Fonctionnant avec des partenaires internationaux, un organisme de recherche de MedUni Vienne a prouvé que les techniques d'imagerie effectuées avant la demande de règlement indiquent la réussite potentielle de la pharmacothérapie dans les patients dépressifs. Ils ont prouvé que l'activité d'une région du cerveau antérieur détermine la réussite potentielle de la demande de règlement avec des antidépresseurs. Ceci trouvant des promesses de diminuer de manière significative le temps de demande de règlement pour les patients dépressifs à l'avenir.

Selon l'Organisation Mondiale de la Santé (WHO), la dépression est la maladie la plus courante parmi des adultes et sa demande de règlement présente un défi énorme au médicament. Bien que les antidépresseurs efficaces soient maintenant procurables, ils ne réalisent pas la réussite désirée dans un pourcentage significatif des patients. Pas chaque patient réagit à la demande de règlement avec des antidépresseurs, des médicaments souvent doivent être changés plusieurs fois et ainsi le procédé peut durent souvent pendant des mois avant que les sympt40mes s'améliorent et le patient est entièrement récupéré.

Pouvoir prévoir si le traitement antidépresseur fonctionnera est une haute priorité dans la recherche psychiatrique, en particulier puisqu'il y a actuel un manque de techniques techniques adaptées d'inspection.

L'activité cérébrale détermine la réussite de la demande de règlement

En étude, groupe d'étude au service de psychiatrie de MedUni Vienne et psychothérapie (tête : Siegfried Kasper) traité 22 patients dépressifs avec l'escitalopram de médicament sur une période de huit semaines.

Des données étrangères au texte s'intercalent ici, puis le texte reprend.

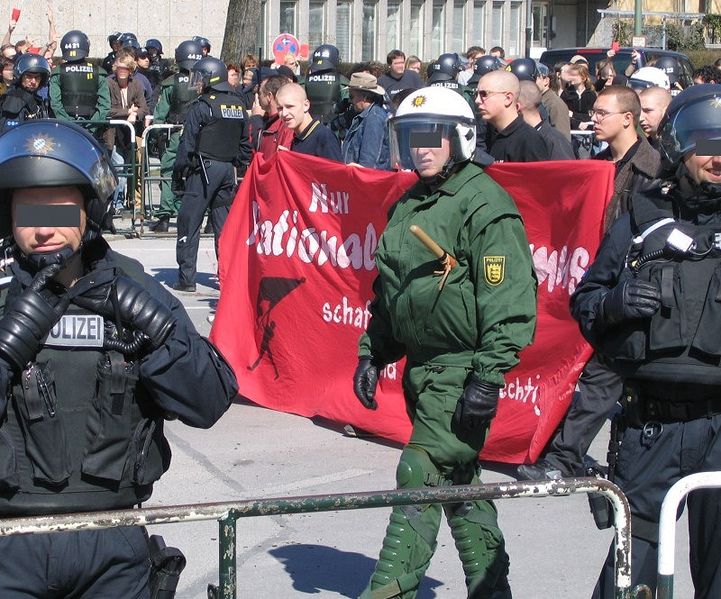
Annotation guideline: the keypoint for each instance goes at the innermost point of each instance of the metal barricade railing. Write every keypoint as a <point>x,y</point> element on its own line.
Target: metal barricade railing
<point>228,513</point>
<point>147,176</point>
<point>667,525</point>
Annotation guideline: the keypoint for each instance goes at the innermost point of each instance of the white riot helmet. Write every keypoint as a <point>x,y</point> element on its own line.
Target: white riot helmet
<point>432,110</point>
<point>649,77</point>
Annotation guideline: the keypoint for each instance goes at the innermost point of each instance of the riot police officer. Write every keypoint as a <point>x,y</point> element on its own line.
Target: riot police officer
<point>459,333</point>
<point>172,107</point>
<point>23,100</point>
<point>444,72</point>
<point>94,356</point>
<point>324,85</point>
<point>214,150</point>
<point>649,303</point>
<point>78,89</point>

Cet antidépresseur le plus couramment prescrit entraîne une augmentation en sérotonine dans le neurone.

Pendant la demande de règlement, quatre hautes définitions, échographies d'IRM fonctionnel ont été exécutées à M. centre d'excellence de Haut-Inducteur de MedUni Vienne/d'Hôpital Général de Vienne. Les « patients qui ont eu l'activité suffisamment intense de cerveau antérieur ont réagi à la demande de règlement avec de l'antidépresseur, alors que la demande de règlement était infructueuse dans les patients qui n'ont pas fait, » dit l'investigateur principal Lukas Pezawas, récapitulant les résultats. L'étude a prouvé que cette région du cerveau supporte l'action de l'antidépresseur sur des régions émotives du cerveau et son activité est un préalable essentiel à la réussite de la demande de règlement.

L'étude met en valeur le fait que des techniques d'imagerie neuves peuvent être employées pour prévoir la réussite d'une demande de règlement. « Ces résultats avisent notre compréhension de pourquoi un antidépresseur est efficace dans quelques patients mais pas dans d'autres. Ceci a des conséquences d'une grande portée pour encore d'autres approches médicales. Il est également concevable que, à l'avenir, il soit possible d'employer des médicaments ou la psychothérapie pour améliorer davantage des taux de guérison réalisés avec des antidépresseurs actuellement disponibles, » explique Pezawas.